Personal information
- Born: October 23, 1999 (age 26) Portland, Oregon, U.S.
- Height: 6 ft 3 in (191 cm)
- College / University: Texas (2018–2023)

Volleyball information
- Position: Middle blocker
- Current club: LOVB Austin
- Number: 7

Career
| Years | Teams |
| 2024 | Columbus Fury |
| 2025– | LOVB Austin |

National team
| 2023– | United States |

= Asjia O'Neal =

American volleyball player (born 1999)

Asjia O'Neal (born October 23, 1999) is an American professional volleyball player for LOVB Austin. She played college volleyball for the Texas Longhorns and won back-to-back NCAA championships in 2022 and 2023.

==Early life==

O'Neal was born to National Basketball Association (NBA) player Jermaine O'Neal and his wife Mesha. She practiced basketball with her father after fourth grade and took up volleyball in seventh grade in 2012 after moving from Miami to Dallas. She played three years of varsity high school volleyball at Carroll Senior High School in Southlake, Texas. As a high school sophomore, she committed to the University of Texas at Austin.
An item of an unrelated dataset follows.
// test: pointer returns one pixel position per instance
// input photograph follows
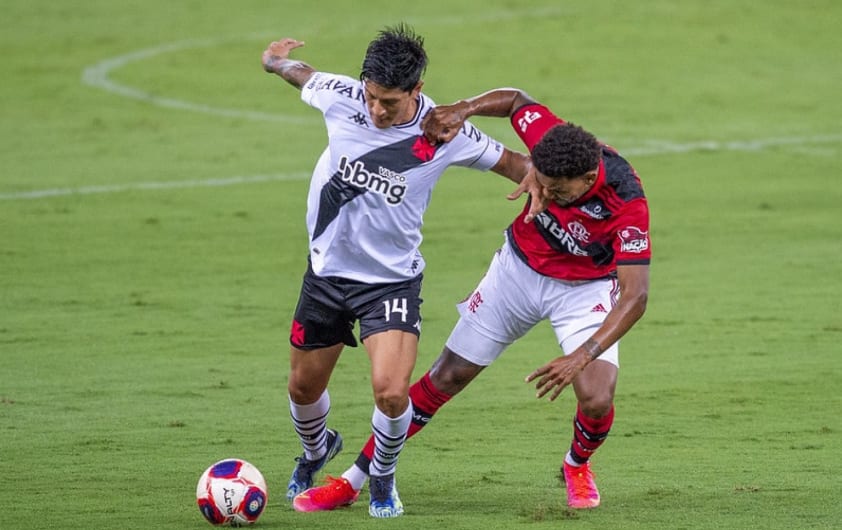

O'Neal was born with a heart murmur and mitral valve leak, for which she underwent open-heart surgery at age 13 and again after her freshman season of college.

==College career==

O'Neal redshirted her first year at Texas in 2018. She averaged a hitting percentage of .413 to start her first season, while having a worsening mitral valve leak and a new tricuspid valve leak that required a second open-heart surgery in January 2020. That summer, she helped organize campus activism to rename landmarks and build statues of former black students during the George Floyd protests. She helped Texas reach the final of the 2020 NCAA tournament held in the spring of 2021. She received the Honda Inspiration Award for the 2020 season.

O'Neal helped the Longhorns win the 2022 NCAA championship alongside fellow first-team All-Americans Logan Eggleston and Zoe Fleck. She averaged a career-high .443 hitting percentage that season. She returned for a sixth year and led Texas to defend its title at the 2023 NCAA championship.

==Professional career==

O'Neal was drafted first overall in the first Pro Volleyball Federation (PVF) draft in December 2023. In January 2024, she signed with the Columbus Fury. In July 2024, it was announced O'Neal had signed with LOVB Austin for LOVB Pro's inaugural 2025 season.

==International career==

O'Neal first played for the United States national team at the 2023 FIVB Volleyball Women's Nations League.